Friday 27 December 2013

Pensions promise broken by Abbott

This is what Tony Abbott said only days before the Sept 7th election:
''I want to give people this absolute assurance: no cuts to education, no cuts to health, no changes to pensions and no changes to the GST.'' Read more
This is what his gov is saying now:
''This [the disability support pension] is one of the fast-growing areas of government expenditure,'' he said on Sunday. ''The Commission of Audit is looking at this whole area for us … and is expected to make some recommendations on how that can best be achieved by the end of January.'' Read more
In the article they interview a real live disability pensioner, a Mrs White, who suffers from MS. She tells her story of how hard it is to actually get on the DSP in the first place, let alone have some kind of review done. I'd agree. Although I seemed to easily jump through all the hoops, it still took about a month to go through the process.
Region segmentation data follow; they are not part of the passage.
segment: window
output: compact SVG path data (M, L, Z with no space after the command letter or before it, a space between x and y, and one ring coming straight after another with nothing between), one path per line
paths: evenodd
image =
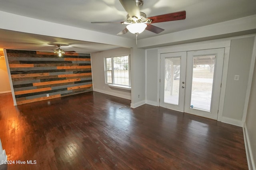
M130 86L129 56L106 58L106 83Z

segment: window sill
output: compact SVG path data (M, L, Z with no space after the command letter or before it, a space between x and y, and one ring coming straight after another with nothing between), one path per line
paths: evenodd
M126 86L122 86L116 84L109 84L108 86L111 87L114 87L115 88L120 88L121 89L127 90L130 90L132 88L131 87L129 87Z

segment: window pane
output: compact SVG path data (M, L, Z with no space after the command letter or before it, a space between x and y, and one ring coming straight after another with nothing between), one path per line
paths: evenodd
M107 58L106 60L106 70L112 70L112 61L111 58Z
M128 56L113 57L113 61L114 84L129 86Z
M106 83L112 83L112 71L107 71L106 72Z
M164 102L179 104L180 57L166 58Z
M216 56L194 57L190 107L210 111Z

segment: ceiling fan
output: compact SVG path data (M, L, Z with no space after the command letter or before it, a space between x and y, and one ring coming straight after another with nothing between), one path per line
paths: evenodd
M120 23L127 24L126 27L117 35L124 34L128 31L136 34L141 33L146 29L154 33L159 33L164 29L151 24L186 18L186 11L180 11L147 18L146 14L140 12L139 7L144 4L143 0L119 0L127 12L127 21L124 21L92 22L91 23Z
M52 45L52 44L49 44L50 45ZM63 49L60 49L60 47L62 46L66 46L68 45L66 44L54 44L54 45L58 47L57 49L53 50L54 51L54 52L46 52L46 53L53 53L54 54L57 54L59 57L61 57L62 54L72 54L73 53L76 53L75 51L64 51ZM45 53L45 52L44 52Z

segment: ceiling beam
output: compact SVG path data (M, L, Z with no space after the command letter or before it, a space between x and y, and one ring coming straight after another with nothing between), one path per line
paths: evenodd
M126 47L134 40L0 11L0 29Z

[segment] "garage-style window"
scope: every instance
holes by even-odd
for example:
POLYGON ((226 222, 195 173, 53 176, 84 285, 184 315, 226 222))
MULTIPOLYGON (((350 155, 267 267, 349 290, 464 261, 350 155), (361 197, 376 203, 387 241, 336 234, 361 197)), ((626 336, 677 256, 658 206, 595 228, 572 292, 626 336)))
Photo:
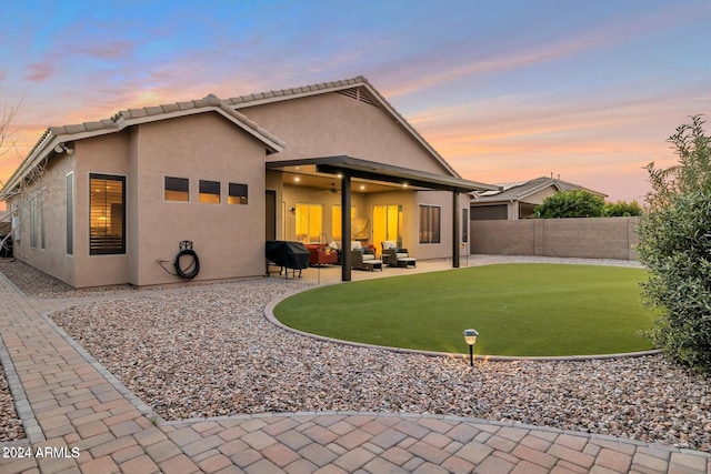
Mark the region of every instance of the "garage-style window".
POLYGON ((188 178, 166 177, 166 201, 190 201, 190 180, 188 178))
POLYGON ((439 205, 420 205, 420 243, 440 243, 441 214, 439 205))
POLYGON ((89 254, 126 253, 126 177, 90 174, 89 254))
POLYGON ((220 203, 220 182, 200 180, 200 194, 198 201, 206 204, 220 203))
POLYGON ((249 202, 247 191, 247 184, 229 183, 228 204, 247 204, 249 202))

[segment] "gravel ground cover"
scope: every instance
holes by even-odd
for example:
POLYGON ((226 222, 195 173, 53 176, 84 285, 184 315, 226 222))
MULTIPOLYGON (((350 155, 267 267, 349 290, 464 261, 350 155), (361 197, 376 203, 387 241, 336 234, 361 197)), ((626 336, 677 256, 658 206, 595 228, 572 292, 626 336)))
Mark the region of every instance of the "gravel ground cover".
MULTIPOLYGON (((0 271, 29 269, 10 266, 0 263, 0 271)), ((8 276, 29 295, 87 295, 58 286, 52 296, 52 283, 46 284, 41 273, 8 276)), ((142 293, 62 310, 53 317, 166 420, 324 410, 439 413, 711 451, 710 381, 659 355, 480 360, 472 369, 460 359, 316 341, 264 319, 269 301, 307 286, 263 280, 142 293)), ((0 373, 4 425, 2 381, 0 373)))
POLYGON ((41 299, 53 297, 90 297, 110 295, 117 293, 136 292, 133 286, 99 286, 86 290, 76 290, 67 283, 57 280, 47 273, 40 272, 33 266, 14 259, 0 260, 2 272, 26 295, 41 299))
POLYGON ((269 323, 302 283, 103 301, 54 321, 166 420, 293 411, 437 413, 711 451, 711 385, 661 356, 468 361, 344 346, 269 323))

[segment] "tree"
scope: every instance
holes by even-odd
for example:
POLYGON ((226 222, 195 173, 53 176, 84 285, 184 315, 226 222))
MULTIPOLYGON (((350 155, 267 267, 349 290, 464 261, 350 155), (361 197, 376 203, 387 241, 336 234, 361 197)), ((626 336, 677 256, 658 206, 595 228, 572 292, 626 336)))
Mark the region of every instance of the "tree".
POLYGON ((649 271, 644 302, 657 311, 649 336, 669 359, 711 372, 711 138, 703 123, 693 117, 669 138, 677 165, 647 167, 637 252, 649 271))
POLYGON ((629 218, 632 215, 642 215, 642 206, 637 202, 605 202, 602 208, 602 215, 605 218, 629 218))
POLYGON ((535 215, 541 219, 599 218, 602 215, 604 199, 584 190, 559 192, 535 206, 535 215))

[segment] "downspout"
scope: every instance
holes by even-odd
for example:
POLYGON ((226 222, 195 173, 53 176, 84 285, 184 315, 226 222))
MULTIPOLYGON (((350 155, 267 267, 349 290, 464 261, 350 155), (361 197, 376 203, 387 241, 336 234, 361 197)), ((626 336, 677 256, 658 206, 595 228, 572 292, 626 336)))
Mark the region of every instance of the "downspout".
POLYGON ((452 268, 459 269, 459 191, 452 191, 452 268))

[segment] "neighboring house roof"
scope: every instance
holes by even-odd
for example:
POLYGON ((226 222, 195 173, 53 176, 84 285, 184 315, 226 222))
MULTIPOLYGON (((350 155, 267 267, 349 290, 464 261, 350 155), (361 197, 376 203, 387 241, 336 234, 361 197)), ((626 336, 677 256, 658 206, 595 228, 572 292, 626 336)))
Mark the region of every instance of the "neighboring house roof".
POLYGON ((236 109, 242 109, 264 103, 280 102, 284 100, 299 99, 303 97, 318 95, 329 92, 342 92, 347 95, 358 98, 362 102, 379 105, 390 113, 398 123, 425 148, 425 150, 452 174, 452 177, 461 178, 459 173, 440 155, 434 148, 412 127, 404 117, 395 110, 394 107, 385 100, 385 98, 368 81, 368 79, 359 75, 353 79, 343 79, 333 82, 323 82, 320 84, 304 85, 300 88, 282 89, 278 91, 261 92, 249 95, 240 95, 227 99, 224 102, 236 109))
MULTIPOLYGON (((341 92, 354 95, 363 102, 377 104, 387 110, 398 123, 418 141, 424 149, 454 178, 461 178, 459 173, 432 148, 430 143, 418 133, 418 131, 373 88, 368 80, 361 75, 353 79, 344 79, 334 82, 306 85, 300 88, 283 89, 278 91, 261 92, 249 95, 241 95, 221 100, 213 94, 204 99, 188 102, 177 102, 157 107, 144 107, 141 109, 128 109, 116 113, 111 119, 96 122, 83 122, 73 125, 50 127, 39 139, 28 158, 20 164, 7 184, 0 190, 0 200, 11 195, 11 191, 20 183, 31 170, 48 158, 62 152, 61 147, 67 142, 81 140, 102 134, 116 133, 128 127, 186 117, 208 111, 218 112, 228 120, 242 128, 248 133, 262 141, 269 151, 278 152, 284 148, 284 143, 277 137, 262 129, 257 122, 239 112, 239 109, 259 105, 263 103, 293 100, 303 97, 341 92), (59 148, 58 148, 59 147, 59 148), (59 150, 59 151, 54 151, 59 150)), ((66 150, 66 148, 64 148, 66 150)))
POLYGON ((501 186, 501 191, 484 191, 482 193, 478 193, 477 196, 474 198, 474 202, 521 201, 549 186, 554 186, 561 192, 572 191, 572 190, 583 190, 583 191, 588 191, 593 194, 600 195, 602 198, 608 196, 607 194, 603 194, 599 191, 593 191, 591 189, 581 186, 579 184, 573 184, 567 181, 561 181, 553 178, 544 178, 544 177, 535 178, 530 181, 519 181, 513 183, 503 183, 499 185, 501 186))
POLYGON ((227 107, 222 100, 212 94, 204 99, 192 100, 189 102, 144 107, 142 109, 128 109, 117 112, 111 119, 48 128, 37 144, 32 148, 28 158, 22 162, 22 164, 20 164, 12 177, 10 177, 2 191, 0 191, 0 200, 8 198, 12 190, 19 184, 20 180, 39 163, 67 150, 66 144, 68 142, 109 133, 117 133, 129 127, 141 123, 156 122, 159 120, 193 115, 204 112, 217 112, 223 115, 247 133, 250 133, 264 143, 267 149, 271 152, 278 152, 284 148, 284 143, 279 140, 279 138, 262 129, 258 123, 246 117, 243 113, 240 113, 231 107, 227 107))

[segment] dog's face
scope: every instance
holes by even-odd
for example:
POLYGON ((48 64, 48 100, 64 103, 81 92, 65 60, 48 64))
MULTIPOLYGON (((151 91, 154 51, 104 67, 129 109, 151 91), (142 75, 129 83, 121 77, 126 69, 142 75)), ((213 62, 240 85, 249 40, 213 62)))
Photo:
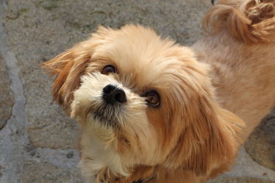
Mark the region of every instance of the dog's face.
POLYGON ((82 127, 82 145, 96 138, 94 149, 104 145, 96 153, 114 152, 126 169, 204 174, 234 157, 241 122, 215 101, 208 66, 150 29, 100 27, 43 66, 56 75, 54 99, 82 127))

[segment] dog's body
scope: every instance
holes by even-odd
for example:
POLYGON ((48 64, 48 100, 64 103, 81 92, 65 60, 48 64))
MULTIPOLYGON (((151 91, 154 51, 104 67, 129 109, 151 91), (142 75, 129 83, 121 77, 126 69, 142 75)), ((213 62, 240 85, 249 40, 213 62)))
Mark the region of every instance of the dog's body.
POLYGON ((275 103, 275 1, 218 1, 196 56, 128 25, 101 27, 43 64, 81 125, 87 182, 200 182, 230 168, 275 103))

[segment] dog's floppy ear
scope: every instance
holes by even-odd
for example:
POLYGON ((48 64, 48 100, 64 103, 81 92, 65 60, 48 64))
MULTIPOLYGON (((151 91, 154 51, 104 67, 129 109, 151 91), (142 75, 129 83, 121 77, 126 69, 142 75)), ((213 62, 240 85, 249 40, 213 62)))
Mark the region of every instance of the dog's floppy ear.
POLYGON ((80 85, 80 77, 90 58, 91 53, 84 51, 78 45, 41 64, 51 76, 56 75, 52 87, 53 99, 65 110, 72 102, 72 91, 80 85))
POLYGON ((189 75, 182 75, 182 86, 179 87, 184 88, 182 97, 186 99, 182 99, 182 108, 176 99, 171 100, 175 101, 172 106, 175 106, 171 124, 176 125, 172 127, 171 135, 179 135, 164 165, 190 170, 197 175, 208 174, 220 166, 229 167, 241 143, 237 136, 244 123, 219 106, 206 67, 193 62, 183 68, 189 75))
MULTIPOLYGON (((166 166, 190 170, 197 175, 234 162, 241 141, 237 138, 243 122, 217 103, 206 98, 197 101, 184 117, 187 127, 175 148, 168 156, 166 166)), ((180 123, 180 122, 179 122, 180 123)))
POLYGON ((85 74, 96 47, 104 42, 108 32, 111 31, 110 29, 100 27, 87 40, 76 45, 41 64, 41 67, 46 69, 50 76, 56 76, 52 87, 53 99, 62 106, 67 112, 69 112, 73 100, 73 91, 79 87, 80 77, 85 74))

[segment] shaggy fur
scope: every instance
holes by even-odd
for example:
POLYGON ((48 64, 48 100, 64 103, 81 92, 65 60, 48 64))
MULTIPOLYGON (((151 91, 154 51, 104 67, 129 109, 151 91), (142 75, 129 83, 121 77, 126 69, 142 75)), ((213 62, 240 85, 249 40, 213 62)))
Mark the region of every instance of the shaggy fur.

Then there is the sense of betrayal. Even though people like me and her will be fine, the fact that we pensioners are being singled out for some sort of cuts to the system whilst the Abbott gov sets about buying $3billion worth of drones, is obscene. Mrs White puts it bluntly:
Jacqui White, of Symonston, considers the breach of faith is on a par with Julia Gillard's broken ''no carbon tax under a government I lead'' pledge and ''probably worse'', given Mr Abbott did not have to form a minority government. 
 .................................... 

She said the move had created uncertainty and fear for her and the estimated 822,000 other people dependent on the hard-to-get pension, which amounts to an annual cost of about $15 billion. ''It took me two years just to qualify to apply,'' she said. ''I believe it's even harder now.'' Read more
I might add that illness often includes much more anxiety than is normally in the general population. A threat to pensioners on our measly money would only exacerbate that anxiety.